In questo modo, infatti, ha operato il legislatore delegato in materia di procedure concorsuali, provvedendo sia a modificare l’art. 6 legge fall., rimuovendo la possibilità che il fallimento fosse dichiarato d’ufficio, sia, in occasione dell’adozione dei successivi decreti correttivi, ad espungere dal testo della legge fallimentare le residue fattispecie nelle quali la dichiarazione di fallimento interveniva in assenza di un’istanza proveniente da soggetto diverso dall’organo decidente.
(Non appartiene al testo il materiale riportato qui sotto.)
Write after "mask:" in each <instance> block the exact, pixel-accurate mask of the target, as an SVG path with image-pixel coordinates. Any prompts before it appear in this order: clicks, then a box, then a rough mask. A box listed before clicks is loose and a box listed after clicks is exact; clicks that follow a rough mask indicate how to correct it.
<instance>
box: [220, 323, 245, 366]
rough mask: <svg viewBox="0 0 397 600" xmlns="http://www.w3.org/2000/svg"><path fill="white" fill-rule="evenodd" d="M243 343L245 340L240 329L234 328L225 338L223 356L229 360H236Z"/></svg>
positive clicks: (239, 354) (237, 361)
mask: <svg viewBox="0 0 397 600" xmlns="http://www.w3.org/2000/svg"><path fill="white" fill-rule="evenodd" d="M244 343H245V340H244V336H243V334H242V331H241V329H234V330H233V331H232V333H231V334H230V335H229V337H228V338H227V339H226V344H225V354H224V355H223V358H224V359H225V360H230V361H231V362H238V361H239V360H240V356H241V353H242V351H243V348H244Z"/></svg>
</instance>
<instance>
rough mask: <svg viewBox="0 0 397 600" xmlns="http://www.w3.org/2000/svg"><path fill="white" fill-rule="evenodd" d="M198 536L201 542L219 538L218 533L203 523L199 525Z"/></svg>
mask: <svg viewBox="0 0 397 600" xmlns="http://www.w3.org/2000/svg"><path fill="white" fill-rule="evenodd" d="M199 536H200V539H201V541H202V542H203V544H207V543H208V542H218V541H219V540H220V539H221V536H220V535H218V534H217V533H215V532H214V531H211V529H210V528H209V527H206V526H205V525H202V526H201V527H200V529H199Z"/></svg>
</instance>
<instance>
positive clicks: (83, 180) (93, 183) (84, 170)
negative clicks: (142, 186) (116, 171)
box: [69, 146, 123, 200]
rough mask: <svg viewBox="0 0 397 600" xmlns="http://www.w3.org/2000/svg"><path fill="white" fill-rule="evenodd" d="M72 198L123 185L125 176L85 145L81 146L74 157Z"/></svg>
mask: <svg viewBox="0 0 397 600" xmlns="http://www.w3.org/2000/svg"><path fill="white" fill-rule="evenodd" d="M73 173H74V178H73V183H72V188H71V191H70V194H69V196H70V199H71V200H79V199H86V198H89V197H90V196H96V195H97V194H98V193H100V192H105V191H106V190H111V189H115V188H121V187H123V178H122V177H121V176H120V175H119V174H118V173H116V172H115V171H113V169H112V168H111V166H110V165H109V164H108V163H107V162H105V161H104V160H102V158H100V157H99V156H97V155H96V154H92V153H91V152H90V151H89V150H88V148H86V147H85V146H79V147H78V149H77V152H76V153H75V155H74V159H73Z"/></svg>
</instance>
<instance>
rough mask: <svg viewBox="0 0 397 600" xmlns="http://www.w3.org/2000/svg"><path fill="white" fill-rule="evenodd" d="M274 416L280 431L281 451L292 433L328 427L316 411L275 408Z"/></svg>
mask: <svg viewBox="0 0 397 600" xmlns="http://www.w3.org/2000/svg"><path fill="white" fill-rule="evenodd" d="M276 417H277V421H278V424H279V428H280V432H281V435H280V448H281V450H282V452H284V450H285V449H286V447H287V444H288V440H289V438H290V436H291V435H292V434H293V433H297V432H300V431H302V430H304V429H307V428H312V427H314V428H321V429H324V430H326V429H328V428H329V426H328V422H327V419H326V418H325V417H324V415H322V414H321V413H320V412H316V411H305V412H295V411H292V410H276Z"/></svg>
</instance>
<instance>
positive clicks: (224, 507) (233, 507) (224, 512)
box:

In particolare, ci si riferisce al decreto legislativo 12 settembre 2007, n. 169 (Disposizioni integrative e correttive al regio decreto 16 marzo 1942, n. 267, nonché al decreto legislativo 9 gennaio 2006, n. 5, in materia di disciplina del fallimento, del concordato preventivo e della liquidazione coatta amministrativa, ai sensi dell’articolo 1, commi 5, 5-bis e 6, della legge 14 maggio 2005, n. 80).

3.4.− Non vi è dubbio che, così operando, il legislatore delegato, lungi dal violare la delega a lui conferita, ha, viceversa, dato attuazione al precetto affidatogli di procedere al coordinamento della disciplina delle procedure concorsuali con uno dei principi del nostro sistema processuale.

per questi motivi

LA CORTE COSTITUZIONALE

dichiara non fondata la questione di legittimità costituzionale dell’articolo 4 del decreto legislativo 9 gennaio 2006, n. 5 (Riforma organica della disciplina delle procedure concorsuali a norma dell’articolo 1, comma 5, della legge 14 maggio 2005, n. 80), sollevata, in riferimento agli artt. 76 e 77 della Costituzione, dal Tribunale ordinario di Milano, sezione fallimentare, con l’ordinanza in epigrafe.

Così deciso in Roma, nella sede della Corte costituzionale, Palazzo della Consulta, il 3 luglio 2013.

F.to:

Franco GALLO, Presidente

Paolo Maria NAPOLITANO, Redattore

Gabriella MELATTI, Cancelliere

Depositata in Cancelleria il 9 luglio 2013.